Puedo entender que existan infinitos números.

Pero no puedo aceptar que haya infinitos números entre el uno y el dos. 

Y es que de aceptar lo primero como verdad, difícilmente pueda aceptar otras cosas.

Supongo que es cuestión de profundidad, en el fondo.

O de creer en la profundidad, más bien.

Y es que me lo han explicado varias veces.

No es ese el punto.

Las diagonales de Cantor, por ejemplo, y otras cuántas teorías.

Y supuestamente me han demostrado que el infinito en que no creo es mayor que el infinito que me atrevo a aceptar.

¡Cuánta palabrería…!

¡Cuánta pérdida de tiempo…!

Horas y horas hablando y haciendo esquemas.

Entonces, para zanjar el asunto, a veces les demuestro que puedo entender sus cálculos.

Puedo repetirlos incluso.

Memorizar sus cifras, sus dibujos…

Todo eso puedo hacerlo…

Pero no me pidan creer en aquello.

La verdad a la que aspiro es otra cosa.

Algo más firme que la demostrabilidad.

Más permanente.

Algo con sentido propio, digamos.

Algo en lo que tiene sentido creer y que no es solo nomenclatura barata.

No quiero números, de hecho.

No los necesito.

Hoy, de hecho, ni palabras quiero.

Ni que me mire usted.

Ni que me escuche.

Supongo que eso podemos aceptarlo.

El problema es que quiero algo que no encuentro.

lunes, 28 de enero de 2019

Seis años de esa forma.


El viejo me contó que vivió seis años de esa forma. En su tono se percibía cierto desprecio, aunque no alcancé a comprender hacia qué. Tal vez era hacia mí, o hacia lo que yo representaba para él.  De todas formas, no tengo claro qué podía ser aquello exactamente.  

Me explicó que durante esos seis años vivió en cines. O durmió en cines, más bien. De día tenía un empleo regular –en un banco, según recuerdo-, y de noche se iba hasta esos cines que daban películas rotativas toda la noche. Por lo general eran películas porno, me cuenta. El olor de los cines no era el mejor y a veces te despertabas cuando alguien te intentaba hacer una paja. No era el mejor lugar ni tampoco era el peor, me dice. Luego iba hasta el baño de una gasolinera y se bañaba. Uno de los trabajadores le permitía guardar un par de bolsos con sus ropas y le conseguía quién le planchase sus camisas, a bajo precio.

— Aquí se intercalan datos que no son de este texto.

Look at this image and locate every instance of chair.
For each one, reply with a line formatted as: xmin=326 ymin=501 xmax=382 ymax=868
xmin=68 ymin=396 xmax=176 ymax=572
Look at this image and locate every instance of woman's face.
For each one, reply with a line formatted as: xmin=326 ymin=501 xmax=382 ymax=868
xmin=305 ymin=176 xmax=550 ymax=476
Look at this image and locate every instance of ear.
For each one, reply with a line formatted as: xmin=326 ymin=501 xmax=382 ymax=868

Hubiese seguido así, me cuenta, pero cerraron esos cines. Permanecían abiertos hasta las dos o tres de la madrugada, pero luego los hacían salir a todos. Quedó un cine que proyectaba cine arte, pero ese era el peor de todos, según el viejo. Todo era menos honesto, comenta, en esas películas. Aguantó un año en ese cine. Luego dejó de ir y poco después lo cerraron también, por las noches.

Tuvo entonces que arrendar su propio departamento. Consiguió uno pequeño y poco después, por razones que no vienen al caso, dejó el trabajo que tenía. Se casó con una vecina de infancia que tenía dos hijos y que trabajaba para una AFP. Él puso un local en el persa para vender películas. Al principio vendía películas porno, pero su esposa se enteró y ahora vende cine arte. Cuando fui a buscar unas películas de Mizoguchi y otras de Ophuls, me contó esta historia. Creo que ya dije, que en su tono, se percibe cierto desprecio.

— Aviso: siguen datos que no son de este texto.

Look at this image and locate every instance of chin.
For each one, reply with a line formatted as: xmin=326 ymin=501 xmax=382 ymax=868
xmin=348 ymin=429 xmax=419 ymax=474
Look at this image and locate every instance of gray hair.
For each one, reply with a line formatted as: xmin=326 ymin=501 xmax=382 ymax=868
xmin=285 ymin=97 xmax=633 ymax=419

domingo, 27 de enero de 2019

Parece mentira.

*

Parece mentira.

Pero yo digo que es cierto.

El núcleo de la acción que parece mentira es que me llega a casa una nota manuscrita.

Aunque claro, dicho así parece todo sencillo.

Sin embargo, se agregan otras consideraciones.

Nombraré 2.


1. La nota me la entrega un supuesto hombre al que pagaron para entregármela.

¿Cómo ocurrió?

El hombre me encuentra mientras jugaba al fútbol con unos amigos.

Como soy lo suficientemente malo y viejo como para que se trate de un veedor internacional, sospecho lo peor y huyo del lugar, para refugiarme en casa.

Es entonces que el hombre llega hasta mi puerta y me cuenta que le pagaron para entregarme esa nota.

No agrega nada más y me la entrega.

Yo la recibo.

El hombre se va.


2. El contenido de la nota es extraño.

Está en inglés y escrito a mano, con la letra que podría ser de un niño.

Dice así:

Mr. Vian, you ought to be president of the United States!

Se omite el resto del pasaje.